Menurut para ilmuwan iklim, peningkatan suhu global yang terjadi kali ini tidak bisa dilepaskan dari pengaruh fenomena El Niño yang masih aktif di Samudra Pasifik. El Niño menyebabkan distribusi panas di permukaan laut menjadi tidak merata, sehingga memperkuat pola cuaca ekstrem di berbagai belahan dunia.
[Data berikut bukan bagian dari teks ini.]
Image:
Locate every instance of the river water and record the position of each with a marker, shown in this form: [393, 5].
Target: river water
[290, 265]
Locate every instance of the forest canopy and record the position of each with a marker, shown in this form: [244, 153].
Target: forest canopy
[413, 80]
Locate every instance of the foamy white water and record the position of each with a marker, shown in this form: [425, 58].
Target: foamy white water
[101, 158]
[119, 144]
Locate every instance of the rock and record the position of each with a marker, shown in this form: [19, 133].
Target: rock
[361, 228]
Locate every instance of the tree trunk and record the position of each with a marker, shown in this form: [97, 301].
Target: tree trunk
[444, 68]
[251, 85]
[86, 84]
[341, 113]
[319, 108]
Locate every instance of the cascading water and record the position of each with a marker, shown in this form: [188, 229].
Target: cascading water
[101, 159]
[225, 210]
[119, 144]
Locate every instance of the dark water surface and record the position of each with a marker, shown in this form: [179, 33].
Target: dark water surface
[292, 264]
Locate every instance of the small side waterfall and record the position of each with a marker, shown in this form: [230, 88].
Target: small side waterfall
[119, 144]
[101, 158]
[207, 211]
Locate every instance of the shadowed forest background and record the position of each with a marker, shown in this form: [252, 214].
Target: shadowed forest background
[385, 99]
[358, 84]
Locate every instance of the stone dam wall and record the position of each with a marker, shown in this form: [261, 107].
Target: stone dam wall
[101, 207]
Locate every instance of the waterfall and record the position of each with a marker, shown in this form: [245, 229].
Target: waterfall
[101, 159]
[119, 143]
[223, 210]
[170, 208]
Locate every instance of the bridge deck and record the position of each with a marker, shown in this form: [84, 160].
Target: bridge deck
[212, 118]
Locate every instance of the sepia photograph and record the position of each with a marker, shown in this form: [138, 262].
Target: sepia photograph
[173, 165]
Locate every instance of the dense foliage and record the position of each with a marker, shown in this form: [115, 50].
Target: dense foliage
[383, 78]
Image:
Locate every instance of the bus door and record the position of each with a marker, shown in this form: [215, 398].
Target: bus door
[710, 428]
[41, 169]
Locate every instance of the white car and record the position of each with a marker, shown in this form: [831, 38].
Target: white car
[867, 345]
Dampaknya terasa mulai dari musim panas yang lebih panjang hingga pola curah hujan yang tidak menentu, termasuk risiko kekeringan di beberapa wilayah tropis dan banjir di daerah lain.
WMO memperingatkan bahwa apabila tren pemanasan global ini terus berlanjut tanpa intervensi serius, dunia akan semakin sulit mencapai target pembatasan kenaikan suhu hingga 1,5°C seperti yang diamanatkan dalam Perjanjian Paris 2015. Target tersebut dianggap sebagai ambang batas kritis untuk mencegah dampak perubahan iklim yang paling berbahaya, seperti mencairnya lapisan es di kutub, naiknya permukaan air laut, serta hilangnya keanekaragaman hayati di berbagai ekosistem penting.
Sekretaris Jenderal WMO, Prof. Celeste Saulo, dalam konferensi pers di Jenewa menegaskan bahwa laporan ini merupakan peringatan keras bagi seluruh negara untuk mempercepat transisi energi bersih, memperkuat kebijakan mitigasi, dan memperluas adaptasi terhadap dampak perubahan iklim. Ia menambahkan bahwa setiap tahun yang diwarnai rekor suhu baru menandakan bahwa waktu untuk bertindak semakin menipis.
“Bumi kita sedang memanas lebih cepat daripada kemampuan sistem alam untuk beradaptasi,” ujar Saulo. “Kita memerlukan aksi nyata, bukan sekadar janji. Setiap ton emisi yang tidak kita kurangi hari ini akan menjadi beban yang jauh lebih berat bagi generasi berikutnya.”